# Worksheet 3 - Reading and Plotting CSV files

We are going to use the file **"`bh_m_sigma.csv`"** from "`python-week-1/day-3/`"

## 1) Download the Data file **"`bh_m_sigma.csv`"**

Download/clone the github repository: https://github.com/banneker-aztlan/python-week-1

Or use this link: https://raw.githubusercontent.com/banneker-aztlan/python-week-1/master/day-3/bh_m_sigma.csv

In [None]:
import os
print("This jupyter notebook is in: '{}'".format(os.getcwd()))

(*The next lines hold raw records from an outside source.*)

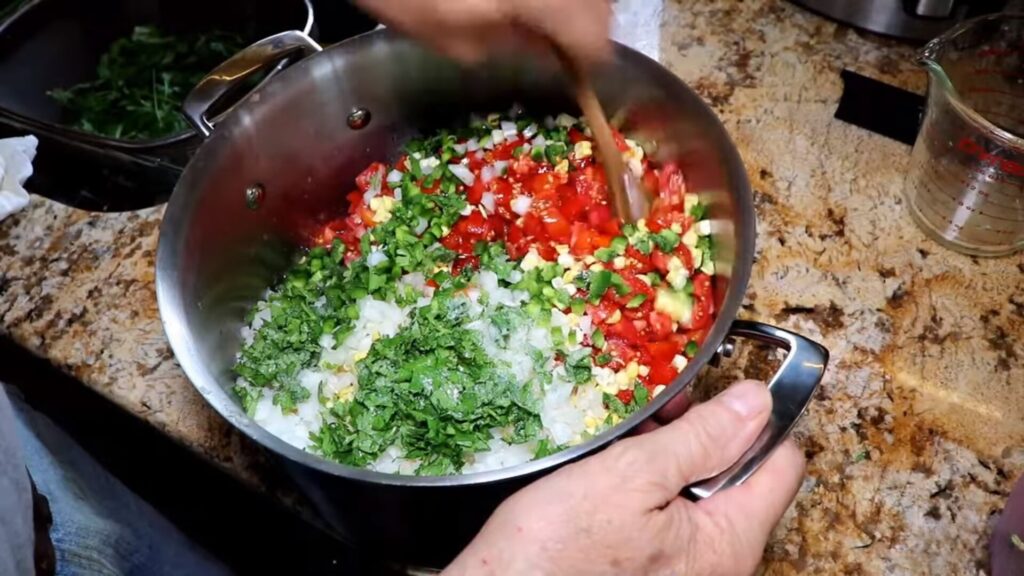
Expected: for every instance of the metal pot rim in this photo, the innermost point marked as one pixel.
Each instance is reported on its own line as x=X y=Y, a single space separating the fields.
x=207 y=384
x=99 y=140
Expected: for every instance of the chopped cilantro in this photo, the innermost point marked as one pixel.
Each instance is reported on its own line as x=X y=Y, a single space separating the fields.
x=432 y=389
x=620 y=284
x=667 y=241
x=599 y=283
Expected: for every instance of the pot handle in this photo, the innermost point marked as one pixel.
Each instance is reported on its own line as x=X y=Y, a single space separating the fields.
x=792 y=388
x=225 y=78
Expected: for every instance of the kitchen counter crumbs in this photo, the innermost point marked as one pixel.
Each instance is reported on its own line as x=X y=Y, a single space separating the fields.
x=916 y=434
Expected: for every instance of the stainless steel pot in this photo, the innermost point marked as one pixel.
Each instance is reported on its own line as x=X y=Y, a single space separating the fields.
x=287 y=155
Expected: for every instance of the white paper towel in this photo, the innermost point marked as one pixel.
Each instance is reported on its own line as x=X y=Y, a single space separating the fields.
x=15 y=167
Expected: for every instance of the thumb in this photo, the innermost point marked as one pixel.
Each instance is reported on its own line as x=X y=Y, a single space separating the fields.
x=704 y=442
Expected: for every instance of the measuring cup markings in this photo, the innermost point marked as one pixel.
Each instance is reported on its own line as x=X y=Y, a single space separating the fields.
x=965 y=186
x=957 y=202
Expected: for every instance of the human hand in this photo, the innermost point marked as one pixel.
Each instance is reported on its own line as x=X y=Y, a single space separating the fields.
x=620 y=511
x=467 y=30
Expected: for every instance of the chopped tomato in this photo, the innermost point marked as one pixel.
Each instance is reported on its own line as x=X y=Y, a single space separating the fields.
x=464 y=261
x=475 y=193
x=467 y=232
x=671 y=186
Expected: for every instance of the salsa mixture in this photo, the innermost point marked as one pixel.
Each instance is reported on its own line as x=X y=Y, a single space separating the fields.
x=479 y=305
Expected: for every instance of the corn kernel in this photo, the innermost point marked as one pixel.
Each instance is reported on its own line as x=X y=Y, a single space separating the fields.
x=583 y=149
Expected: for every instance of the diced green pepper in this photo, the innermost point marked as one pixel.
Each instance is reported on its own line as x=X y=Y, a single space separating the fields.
x=635 y=301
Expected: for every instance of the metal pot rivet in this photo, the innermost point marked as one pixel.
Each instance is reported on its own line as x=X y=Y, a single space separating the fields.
x=728 y=347
x=254 y=196
x=358 y=119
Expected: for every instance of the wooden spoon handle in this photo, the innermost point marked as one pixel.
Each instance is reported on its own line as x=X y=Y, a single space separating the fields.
x=607 y=150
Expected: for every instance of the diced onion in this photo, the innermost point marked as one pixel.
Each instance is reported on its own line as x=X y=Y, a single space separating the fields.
x=487 y=201
x=376 y=256
x=463 y=173
x=509 y=129
x=427 y=165
x=564 y=120
x=421 y=225
x=520 y=204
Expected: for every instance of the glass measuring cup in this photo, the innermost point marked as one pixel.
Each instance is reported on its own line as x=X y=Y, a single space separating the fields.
x=966 y=182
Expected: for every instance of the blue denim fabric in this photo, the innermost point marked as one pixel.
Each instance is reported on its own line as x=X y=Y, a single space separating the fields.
x=99 y=526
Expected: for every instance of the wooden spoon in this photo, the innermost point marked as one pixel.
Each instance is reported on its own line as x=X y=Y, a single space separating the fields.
x=629 y=198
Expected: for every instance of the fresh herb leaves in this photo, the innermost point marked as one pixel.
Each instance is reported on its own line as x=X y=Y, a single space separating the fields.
x=141 y=82
x=433 y=391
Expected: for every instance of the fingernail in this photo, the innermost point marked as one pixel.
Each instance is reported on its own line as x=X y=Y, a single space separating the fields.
x=747 y=399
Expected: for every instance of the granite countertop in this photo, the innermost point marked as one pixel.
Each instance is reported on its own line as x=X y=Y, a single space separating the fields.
x=916 y=436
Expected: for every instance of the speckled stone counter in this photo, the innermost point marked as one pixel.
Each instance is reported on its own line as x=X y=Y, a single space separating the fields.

## 2) Make sure this notebook can locate the file

Either change the "`data_fname`" variable below to where you downloaded the file, or move the file to the current directory.

In [None]:
data_fname = "./bh_m_sigma.csv"
print("Was the notebook able to find the file? ==> {} <==".format(os.path.exists(data_fname)))

## 3) Load the data from the file

We're going to use the **"`csv`"** package to load the data.

### 3a) Read through and run the following code block to understand what it does.

### 3b) Modify the code to store the values from each line into two lists: "`masses`" and "`vels`".  
Make sure to convert each value into a `float` (from a `str`)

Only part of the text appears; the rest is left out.